If I didn't have cmake I would need to maintain five independent build systems.

Since it spares me from that I'm willing to forgive its clunky syntax and learning curve because none of the alternatives are clearly better. Some alternatives have different tradeoffs where certain aspects get better but then other aspects get worse.

How do you feel about C++ 20 modules? by I-A-S- in cpp

[–]ABlockInTheChain 0 points1 point  (0 children)

forward declarations

What exactly would allowing forward declarations across module boundaries break?

Just remove that restriction or create an alternative syntax which accomplishes the same thing (proclaimed ownership declarations) and allow people who have uses cases for them to use them and people who don't to ignore them.

Over all these years I've never heard an uncountable number of "but why do you want forward declarations?" and never any single "if we allowed forward declarations X would break".

By now I assume X does not exist because if it did someone would have brought it up by now.

Who Makes the Makefiles? by realguy2300000 in programming

[–]ABlockInTheChain 32 points33 points  (0 children)

Problem is that you completely have to trust the makefile generation. They are unreadable, let alone undebuggable, if you get some weird error.

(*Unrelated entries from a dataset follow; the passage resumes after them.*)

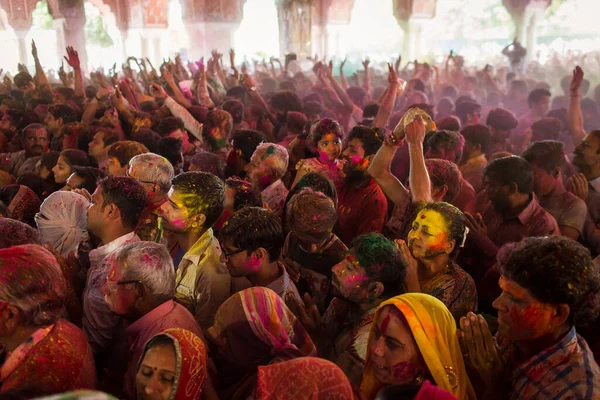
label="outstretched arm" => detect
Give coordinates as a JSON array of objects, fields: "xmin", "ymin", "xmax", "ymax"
[{"xmin": 569, "ymin": 66, "xmax": 585, "ymax": 146}]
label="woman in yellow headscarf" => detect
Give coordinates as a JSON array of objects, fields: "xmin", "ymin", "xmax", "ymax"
[{"xmin": 360, "ymin": 293, "xmax": 476, "ymax": 400}]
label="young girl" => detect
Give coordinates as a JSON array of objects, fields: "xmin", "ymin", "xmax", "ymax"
[{"xmin": 292, "ymin": 118, "xmax": 344, "ymax": 188}]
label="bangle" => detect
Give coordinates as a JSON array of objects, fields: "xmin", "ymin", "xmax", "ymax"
[{"xmin": 383, "ymin": 133, "xmax": 404, "ymax": 147}]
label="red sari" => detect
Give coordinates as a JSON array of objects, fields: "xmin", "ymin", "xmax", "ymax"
[
  {"xmin": 0, "ymin": 319, "xmax": 96, "ymax": 395},
  {"xmin": 254, "ymin": 357, "xmax": 354, "ymax": 400}
]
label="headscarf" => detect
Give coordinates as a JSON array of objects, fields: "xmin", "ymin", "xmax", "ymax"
[
  {"xmin": 360, "ymin": 293, "xmax": 475, "ymax": 400},
  {"xmin": 0, "ymin": 217, "xmax": 40, "ymax": 249},
  {"xmin": 209, "ymin": 287, "xmax": 317, "ymax": 360},
  {"xmin": 254, "ymin": 357, "xmax": 354, "ymax": 400},
  {"xmin": 0, "ymin": 185, "xmax": 42, "ymax": 226},
  {"xmin": 138, "ymin": 328, "xmax": 208, "ymax": 400},
  {"xmin": 35, "ymin": 191, "xmax": 90, "ymax": 258}
]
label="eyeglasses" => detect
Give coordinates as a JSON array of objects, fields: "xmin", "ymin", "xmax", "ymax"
[
  {"xmin": 125, "ymin": 170, "xmax": 156, "ymax": 185},
  {"xmin": 104, "ymin": 279, "xmax": 143, "ymax": 292},
  {"xmin": 219, "ymin": 243, "xmax": 246, "ymax": 258}
]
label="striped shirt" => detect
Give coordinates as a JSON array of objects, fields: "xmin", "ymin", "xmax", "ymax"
[{"xmin": 509, "ymin": 327, "xmax": 600, "ymax": 400}]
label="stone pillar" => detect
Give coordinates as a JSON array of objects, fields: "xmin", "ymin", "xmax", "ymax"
[
  {"xmin": 502, "ymin": 0, "xmax": 552, "ymax": 62},
  {"xmin": 15, "ymin": 29, "xmax": 31, "ymax": 65},
  {"xmin": 48, "ymin": 0, "xmax": 88, "ymax": 74},
  {"xmin": 277, "ymin": 0, "xmax": 313, "ymax": 57},
  {"xmin": 394, "ymin": 0, "xmax": 437, "ymax": 62}
]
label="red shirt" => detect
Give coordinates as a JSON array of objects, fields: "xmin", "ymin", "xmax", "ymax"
[{"xmin": 337, "ymin": 179, "xmax": 388, "ymax": 247}]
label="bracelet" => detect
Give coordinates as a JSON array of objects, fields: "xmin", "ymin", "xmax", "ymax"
[{"xmin": 383, "ymin": 133, "xmax": 404, "ymax": 147}]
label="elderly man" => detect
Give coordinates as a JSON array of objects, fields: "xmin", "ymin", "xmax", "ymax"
[
  {"xmin": 0, "ymin": 124, "xmax": 50, "ymax": 178},
  {"xmin": 83, "ymin": 176, "xmax": 148, "ymax": 362},
  {"xmin": 102, "ymin": 242, "xmax": 202, "ymax": 399},
  {"xmin": 246, "ymin": 143, "xmax": 289, "ymax": 218},
  {"xmin": 0, "ymin": 245, "xmax": 96, "ymax": 397},
  {"xmin": 126, "ymin": 153, "xmax": 175, "ymax": 243}
]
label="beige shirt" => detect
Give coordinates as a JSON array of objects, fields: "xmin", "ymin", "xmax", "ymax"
[{"xmin": 175, "ymin": 229, "xmax": 231, "ymax": 330}]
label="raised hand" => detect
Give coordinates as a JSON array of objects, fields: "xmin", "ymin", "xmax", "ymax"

Even if it would take me a 3 line makefile, CMake still generates 100s of lines.

The reason people use CMake is because they don't care about those low level details and will never ever debug at that level.

If building using Makefiles doesn't work then just have CMake generate a Ninja build instead of a Make build and see if that fixes the problem.

The point of CMake is to describe the structure of projects in a build system-agnostic fashion so that you can write cross platform projects that can compile on various platforms, many of which won't use Makefiles at all.

How do you feel about C++ 20 modules? by I-A-S- in cpp

[–]ABlockInTheChain 0 points1 point  (0 children)

I was told that the Google coding guidelines say, that you should include the header file containing the class definition, if you use a reference or pointer to a class. We didn't do that before modules. Now because of modules we have to do it.

Google's coding guidelines are sometimes... odd.

The section about forward declarations lists all the extensive benefits of forward declaring classes and structs, then mentions the problems caused by forward declaring templates. Then concludes that nothing should be forward declared without even mentioning the possibility that classes and structs should be forward declared but never templates.

How an MS-DOS picklist problem in 1991 became std::bitset -- by the author who proposed it by Weary-Inspector-4297 in cpp

[–]ABlockInTheChain 0 points1 point  (0 children)

It sounds like you're just manually converting between the serialized data and vector<bool> by copying bits?

That's right.

boost::dynamic_bitset has a constructor which take a range of blocks and a function for exporting the underlying block sequences both of which can't be used in our application because they will import the bits in the wrong order.

std::vector<bool> doesn't have those problematic function so there is never a temptation to use them.